On Wed, Mar 05, 2025 at 02:46:08PM -0800, Antoine Riard wrote:
> > I don't believe the existence of a construction like this poses any 
> > problems in practice, however if there is going to be a push to activate 
> > BIP 119 in parallel with features that directly undermine its claimed 
> > motivation, then it would presumably be sensible to at least update 
> > the BIP text to describe a motivation that would actually be achieved by 
> > deployment. 
> I do...
> https://gnusha.org/pi/bitcoindev/f594c2f8-d712-48e4-a010-778dd4d0cadb@Spark/
> https://blog.bitmex.com/txwithhold-smart-contracts/

I don't believe being able to pay for censorship on-chain is any more
threatening than being able to pay for censorship off-chain.

The bitmex blog post there relies on having a trusted oracle to release
DLC payments if the target tx wasn't mined.
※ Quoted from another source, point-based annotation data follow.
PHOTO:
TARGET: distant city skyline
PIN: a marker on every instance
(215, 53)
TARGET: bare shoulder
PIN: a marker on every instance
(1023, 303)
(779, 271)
If you have that level of
trust anyway, then just putting funds in escrow, having miners register
bolt12 invoices with the oracle, and having the oracle make the payments
when it's satisfied blocks are sufficiently confirmed has a pretty
similar risk profile.

> With OP_CHECKSIGFROMSTACK, which is iirc <signature> <pubkey> <message>

It's <signature> <message> <pubkey> with pubkey at the top of the stack.
https://github.com/bitcoin/bips/blob/master/bip-0348.md

The same is also true of both Elements' CSFS and Bitcoin-Cash's CHECKDATASIG.